A couple of examples to illustrate.

掘り炬燵 (horigotatsu) is a noun referring to "low, covered table placed over a hole in the floor of a Japanese-style room"

Now, given this is something that doesn't exist in any Western, English speaking country it simply doesn't have a mapping in English. The best that can be done is to give an explanation of what it is.

Google translate "translates" it as "digging". Welcome to the last mile. In this case Google should just spit out an explanation of what it is. Digging is entirely incorrect and unhelpful.
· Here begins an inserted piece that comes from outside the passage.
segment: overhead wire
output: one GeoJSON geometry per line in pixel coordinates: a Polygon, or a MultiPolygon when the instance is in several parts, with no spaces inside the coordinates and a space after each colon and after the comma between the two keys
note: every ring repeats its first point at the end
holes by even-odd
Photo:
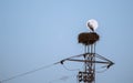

But it gets worse. Imagine if it's used in a sentence. Here is a good example of a last mile issue in translation. It's impossible for you to translate it directly, so you have to fall back to a best effort attempt and either simplify and lose some information or stop mid-sentence and give an explanation of what the thing actually is.

掘り炬燵に座ってご飯を食べてた。

This sentence is all kinds of problematic from a translation point of view.

Google translates it as: "I sat on a digging stone and ate rice."

That borders on D+/C- in terms of quality for me. But there are a few good reasons as to why.

The original Japanese doesn't give the context of who is performing the action because that's simply not necessary to say in Japanese it's almost always just inferred from context in the moment and that gets lost when you only have a string. Thus it's possible this could be a "he, she, it, we, I, they". If the machine is forced to pick one option then it will pick one option.

Then there is the horigotatsu part which gets "translated" as "digging stone". What the hell is a digging stone? It ought to just say horigotatsu* and have a footnote. Machine translation today doesn't do footnotes. I wish it did.

Again there is a lack of context as to the meaning of ご飯 (gohan) which technically can mean cooked white rice but in this case most likely refers to a "meal". Though which meal is not specified and it could be breakfast, lunch or dinner but I'm going to guess it's dinner.

But what should the translation actually be? Is it even fundamentally "translateable"?

One valid translation would be "we sat in the horigotatsu and had dinner". That still requires an explanation.

Anyway, I hope it's a little clearer what I mean that it's not actually always possible to translate things.

I think we can hit parity with humans one day, but it requires fundamentally rethinking certain things at a UX level. For instance if instead of just an input form Google translate was more like a chatbot that could probe for more context when needed that's more my idea of where things need to ultimately wind up. Perhaps a model like rap genius where annotations contain extra details around possible alternatives and why the current word was chosen.... This is my 2 cents on the issue.

No, I am not presuming every sentence has a straightforward translation, just suggesting that a meaningful measure for the "last mile" of machine translation would be reaching human parity at that specifically.

Being able to provide additional context would be great, but I don't see why it would have to be done in a "human" way to satisfy the constraints.